La présence d’un arbre, face à la fenêtre ouverte, sature ma vue. Je suis la proie de son tapis d’air illuminé et irradiant qui me darde de ses orifices combles, de ses puits d’un vert puissant, tournants dont les lentes vis agitées, régressives m’aspirent dans l’en-deça. C’est par ses fermetures de passoire inverse que sa cloche en ramure au vent balance par paquets des souvenirs dans leur fuite, dans un évincement que je n’ai jamais encore réussi à retenir. Je me souviens de tout pourvu que l’on m’accorde le bénéfice du doute : le gain est parfait au jeu des dés en creux.
La seule liberté est-elle de se faire une idée juste ? Si la liberté est dans l’erreur possible : dans l’errement inhérent à toute quête avant que ne soit redressé le chemin jusqu’à son faîte ; doit-on alors concéder que la liberté se conjugue sur le temps de l’incertitude mais que pourtant elle est, à tout instant, car, à défaut de la découverte de l’idée juste dans son énonciation sommitale, l’idée juste est là déjà : dans la nature de la pente, du cheminement, du questionement soulevé qu’induit l’instinct ou l’intuition de cette idée dans la résolution de sa question ? La liberté est-elle une forme – une forme d’une sorte de goût ? de la juste pesée ou appréciation anticipatrice ?
Peut-on faire l’économie du concept, dans son mot cité, de vérité ? Vérité qui suppose un discours immémorial de la pensée – depuis toujours.
Est-il donc impossible d’être modeste en postulant la liberté comme " idée juste " simplement ? puisqu’ainsi, alors, elle répondrait à une sorte d’aristocratie arbitraire et innée : celle du goût. Quelle vanité. (Cela reviendrait à déplacer le problème, vers la notion de goût).

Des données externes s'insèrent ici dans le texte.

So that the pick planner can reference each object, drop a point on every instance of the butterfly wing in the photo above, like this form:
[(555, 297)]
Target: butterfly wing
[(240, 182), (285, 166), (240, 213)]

Pourtant, l’idée juste n’est-elle pas seulement (en ce qu’elle correspond) la cohérence, la logique ( ?) du requérant (celui qui s’ouvre à une/la question) avec soi-même ? Une petite liberté. Une liberté en guirlande d’à-coups ; des idées juste(s) libératoires ; une frise de pleines illusions ; une suite d’erreurs dont la seule vertu est de s’inscrire, en dépit de toutes les discontinuités, dans la continuité apparente et indéfiniment remise en jeu de nos existences. Une liberté remise à la libre appréciation des êtres humains qui, généralement, se caractérisent sur le fond par leur plainte au sujet de tout, et de rien.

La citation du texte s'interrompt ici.